The voluminous output from syzbot and the inability of kernel developers to keep up with the onslaught has been a frequent cause for concern over the years; these findings can only heighten those fears. It would not be surprising to find out that black hats and governmental agencies are using similar techniques to turn seemingly semi-innocuous bugs into ways to fully compromise the kernel—in fact, it would be surprising if they were not. To a certain extent, these findings show that prioritizing bugs based on the impact reported by syzbot probably frequently downplays the danger, but they do tend to validate the "all bugs are security bugs" attitude that prevails within parts of the kernel-development community.


Index entries for this article
KernelDevelopment tools
SecurityFuzzing
SecurityLinux kernel/Tools
ConferenceLinux Security Summit North America/2021


to post comments

Setting out-of-bounds memory

Posted Oct 14, 2021 8:08 UTC (Thu) by epa (subscriber, #39769) [Link] (2 responses)

To help fuzzing, the kernel could let you set out-of-bounds memory. It could oversize all allocations by 10% and then, subject to safety checks that the memory really is out of bounds, a system call lets you copy bytes into that extra space. Or you could specify a buffer which will be copied (or partly copied) into the extra 10% of all allocations made from then onwards. Or a buffer to be copied in when kernel memory is freed.

Obviously you'd never enable any of these features or system calls in a production system, but when fuzzing they could help the fuzzer to set up exploits. If it finds one that depends on setting out-of-bounds memory, then this is at least a "theoretical security hole" and could well be a real security hole, if an attacker more intelligent than a fuzzing program can find a way to set up the out-of-bounds memory without the helper system calls.

Setting out-of-bounds memory

Posted Oct 14, 2021 10:28 UTC (Thu) by Sesse (subscriber, #53779) [Link] (1 responses)

Isn't this exactly what ASan (and by extension, KASAN) is doing?

Setting out-of-bounds memory

Posted Oct 14, 2021 13:39 UTC (Thu) by epa (subscriber, #39769) [Link]

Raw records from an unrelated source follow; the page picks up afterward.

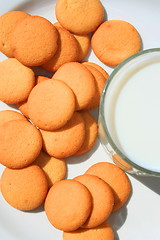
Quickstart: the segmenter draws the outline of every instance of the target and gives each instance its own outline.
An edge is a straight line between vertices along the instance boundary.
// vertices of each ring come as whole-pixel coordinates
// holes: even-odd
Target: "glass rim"
[[[160,52],[160,48],[151,48],[151,49],[147,49],[147,50],[142,50],[138,53],[133,54],[132,56],[128,57],[127,59],[125,59],[122,63],[120,63],[111,73],[111,75],[109,76],[102,95],[101,95],[101,99],[100,99],[100,108],[99,108],[99,121],[102,124],[102,128],[104,130],[104,133],[107,137],[108,143],[111,145],[111,147],[113,148],[113,150],[115,151],[115,153],[117,153],[126,163],[128,163],[129,165],[131,165],[132,167],[135,167],[137,170],[142,171],[146,174],[152,175],[152,176],[157,176],[160,177],[160,172],[156,172],[156,171],[152,171],[149,170],[147,168],[141,167],[138,164],[134,163],[133,161],[131,161],[128,157],[126,157],[121,151],[120,149],[116,146],[116,144],[114,143],[108,128],[107,128],[107,124],[105,121],[105,117],[104,117],[104,99],[108,90],[108,87],[110,86],[111,81],[113,80],[114,76],[119,72],[119,70],[121,70],[123,67],[125,67],[125,65],[130,62],[131,60],[144,55],[144,54],[148,54],[150,52]]]

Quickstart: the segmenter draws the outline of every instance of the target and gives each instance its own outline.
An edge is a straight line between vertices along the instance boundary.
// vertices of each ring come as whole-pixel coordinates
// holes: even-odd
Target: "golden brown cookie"
[[[29,16],[13,32],[14,56],[26,66],[39,66],[48,62],[56,53],[58,33],[47,19]]]
[[[0,100],[9,104],[26,100],[35,85],[33,71],[9,58],[0,62],[0,73]]]
[[[91,40],[95,55],[105,64],[116,66],[140,51],[141,39],[133,25],[122,20],[102,23]]]
[[[49,187],[52,187],[55,182],[63,180],[66,176],[66,161],[51,157],[43,151],[40,152],[34,164],[45,172]]]
[[[57,24],[55,24],[55,27],[59,33],[57,52],[49,62],[42,65],[45,70],[51,72],[57,71],[64,63],[78,61],[80,52],[74,36]]]
[[[113,212],[124,205],[131,193],[131,184],[122,169],[112,163],[99,162],[91,166],[86,173],[96,175],[110,185],[114,194]]]
[[[9,122],[10,120],[26,120],[26,118],[16,112],[16,111],[12,111],[12,110],[3,110],[0,111],[0,126],[2,126],[5,122]]]
[[[0,51],[8,57],[14,57],[11,48],[11,39],[15,27],[27,16],[22,11],[11,11],[0,17]]]
[[[79,35],[95,31],[104,19],[99,0],[58,0],[55,13],[64,28]]]
[[[36,165],[23,169],[6,168],[1,178],[4,199],[14,208],[28,211],[44,201],[48,183],[44,172]]]
[[[53,79],[65,82],[76,96],[76,110],[84,109],[95,96],[95,78],[81,63],[70,62],[61,66]]]
[[[99,72],[101,72],[103,74],[103,76],[105,77],[106,80],[108,79],[109,74],[98,64],[92,63],[92,62],[83,62],[82,64],[89,65],[89,66],[96,68]]]
[[[92,196],[92,211],[82,227],[94,228],[99,226],[109,217],[114,205],[110,186],[102,179],[90,174],[75,177],[74,180],[86,186]]]
[[[90,38],[88,35],[73,35],[79,44],[78,62],[82,61],[88,54],[90,47]]]
[[[27,100],[18,103],[17,107],[26,118],[29,118]]]
[[[75,110],[75,96],[62,81],[45,80],[37,84],[28,98],[28,114],[41,129],[55,130],[64,126]]]
[[[85,139],[81,148],[74,155],[81,155],[88,152],[94,145],[97,135],[98,127],[95,119],[87,111],[80,112],[85,122]]]
[[[49,79],[50,78],[44,77],[44,76],[36,76],[36,78],[35,78],[36,85],[38,83],[41,83],[41,82],[43,82],[45,80],[49,80]],[[27,101],[28,101],[28,99],[26,101],[18,103],[17,107],[25,117],[29,118]]]
[[[37,158],[41,148],[41,134],[30,122],[11,120],[0,126],[0,163],[4,166],[26,167]]]
[[[50,223],[63,231],[74,231],[87,220],[92,208],[88,189],[75,180],[62,180],[49,190],[45,211]]]
[[[94,76],[94,78],[96,80],[95,81],[96,94],[95,94],[94,98],[92,99],[92,101],[85,107],[85,110],[92,110],[99,106],[100,97],[101,97],[106,79],[103,76],[103,74],[100,73],[96,68],[89,66],[89,65],[85,65],[85,67],[92,73],[92,75]]]
[[[68,123],[56,131],[40,130],[43,149],[56,158],[74,155],[85,139],[85,123],[80,113],[75,112]]]
[[[96,228],[64,232],[63,240],[114,240],[114,233],[110,224],[104,222]]]
[[[41,83],[45,80],[49,80],[50,78],[45,77],[45,76],[36,76],[36,84]]]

I think those sanitizers set canary values and check them but I meant allowing user space to control what goes into the out-of-bounds memory. Then the fuzzer can experiment with different data to trigger a crash.

Scrutinizing bugs found by syzbot

Posted Oct 14, 2021 10:16 UTC (Thu) by kleptog (subscriber, #1183) [Link]

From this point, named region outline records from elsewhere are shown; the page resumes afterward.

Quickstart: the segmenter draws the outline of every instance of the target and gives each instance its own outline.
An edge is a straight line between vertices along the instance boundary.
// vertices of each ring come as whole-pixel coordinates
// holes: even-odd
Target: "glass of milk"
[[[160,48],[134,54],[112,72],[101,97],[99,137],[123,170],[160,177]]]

With this many bugs being found and fixed by a fuzzer, is actual progress being made? Are these kinds of bugs being fixed faster than they are being added?

Ideally you'd like each patch, before merging, to be subjected to targeted fuzzing in the area being modified. If that can be made efficient enough, it could maybe detect issues *before* they are merged.

But it's amazing that fuzzing has gotten this advanced. Good stuff!

Scrutinizing bugs found by syzbot

Posted Oct 15, 2021 21:36 UTC (Fri) by fryman (guest, #107424) [Link]

No specific questions, but just a thank you for this write-up and coverage. I read many articles and enjoy them, but this one is extremely timely and raises several flags for further slow consideration.